New Report: Forced displacement and OSINT in Catatumbo
Mapping Forced Displacement in Conflict: Open-Source Investigation and the Crisis in Catatumbo
Daniela Suarez Vargas, Lydia Millar and Luke Moffett
Between late 2024 and early 2025, Catatumbo in north-eastern Colombia experienced one of the most severe forced displacement crises in recent years. More than 100,000 civilians were forced to flee amid escalating violence between armed actors, widespread threats, confinement, and the recruitment of minors.
Our report (English and Spanish) examines how open-source investigation — including social media content, digital traces, and geospatial analysis — can help document and visualise patterns of armed violence and displacement where access is restricted and accountability pathways remain uncertain.
Working with 169 open-source publications, we mapped 123 geolocated entries to better understand displacement routes, points of origin and reception, concentrations of violence, and humanitarian response.
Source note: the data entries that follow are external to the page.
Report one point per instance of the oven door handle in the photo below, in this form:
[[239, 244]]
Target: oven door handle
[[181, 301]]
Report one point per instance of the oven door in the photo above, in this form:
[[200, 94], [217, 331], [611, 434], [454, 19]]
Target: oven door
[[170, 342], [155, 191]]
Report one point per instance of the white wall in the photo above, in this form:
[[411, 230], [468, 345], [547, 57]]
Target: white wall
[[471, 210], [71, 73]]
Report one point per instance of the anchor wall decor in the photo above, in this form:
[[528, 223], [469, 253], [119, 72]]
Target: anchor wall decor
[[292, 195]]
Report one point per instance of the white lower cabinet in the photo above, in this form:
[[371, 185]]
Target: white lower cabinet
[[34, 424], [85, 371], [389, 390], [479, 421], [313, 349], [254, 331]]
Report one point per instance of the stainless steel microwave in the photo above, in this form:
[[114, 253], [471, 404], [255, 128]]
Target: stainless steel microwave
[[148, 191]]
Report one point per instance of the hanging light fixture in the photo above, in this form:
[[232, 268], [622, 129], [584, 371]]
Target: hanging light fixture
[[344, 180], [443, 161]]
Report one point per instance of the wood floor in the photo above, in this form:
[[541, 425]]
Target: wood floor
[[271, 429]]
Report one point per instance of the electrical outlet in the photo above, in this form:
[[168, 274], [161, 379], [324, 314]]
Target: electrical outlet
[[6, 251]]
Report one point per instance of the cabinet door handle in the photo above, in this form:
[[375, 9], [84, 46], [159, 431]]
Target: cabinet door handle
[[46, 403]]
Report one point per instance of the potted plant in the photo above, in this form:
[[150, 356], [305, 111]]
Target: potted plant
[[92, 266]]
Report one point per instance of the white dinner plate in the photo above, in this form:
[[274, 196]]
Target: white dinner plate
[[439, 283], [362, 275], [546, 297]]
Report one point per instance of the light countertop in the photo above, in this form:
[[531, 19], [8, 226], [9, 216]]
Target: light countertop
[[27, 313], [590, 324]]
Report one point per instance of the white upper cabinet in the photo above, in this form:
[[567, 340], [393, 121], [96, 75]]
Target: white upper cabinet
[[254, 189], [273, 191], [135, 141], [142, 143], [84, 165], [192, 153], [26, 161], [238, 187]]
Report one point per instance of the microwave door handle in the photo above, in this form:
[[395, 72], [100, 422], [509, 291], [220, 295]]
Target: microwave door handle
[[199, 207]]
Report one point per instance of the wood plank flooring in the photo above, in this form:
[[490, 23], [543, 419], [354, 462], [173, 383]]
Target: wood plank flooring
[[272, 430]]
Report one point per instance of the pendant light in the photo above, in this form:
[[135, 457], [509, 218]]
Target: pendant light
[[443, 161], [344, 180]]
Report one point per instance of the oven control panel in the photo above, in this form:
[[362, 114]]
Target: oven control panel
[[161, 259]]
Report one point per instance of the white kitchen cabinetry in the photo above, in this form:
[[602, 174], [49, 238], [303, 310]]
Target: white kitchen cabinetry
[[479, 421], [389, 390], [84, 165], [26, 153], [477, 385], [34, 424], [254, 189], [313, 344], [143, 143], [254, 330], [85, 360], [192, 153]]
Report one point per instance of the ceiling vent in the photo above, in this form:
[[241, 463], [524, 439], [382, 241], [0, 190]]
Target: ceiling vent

The report also reflects on the ethical limits of this work, especially where children and vulnerable communities are concerned.
The Catatumbo crisis shows both the promise and the risks of open-source methods. Digital platforms can be used by armed groups to threaten, control, and recruit — but they can also preserve evidence, corroborate events, and support future truth, justice, and accountability efforts.
This is an exploratory study, but one with urgent implications: how do we better document forced displacement in real time, protect those affected, and ensure that victims are not rendered invisible?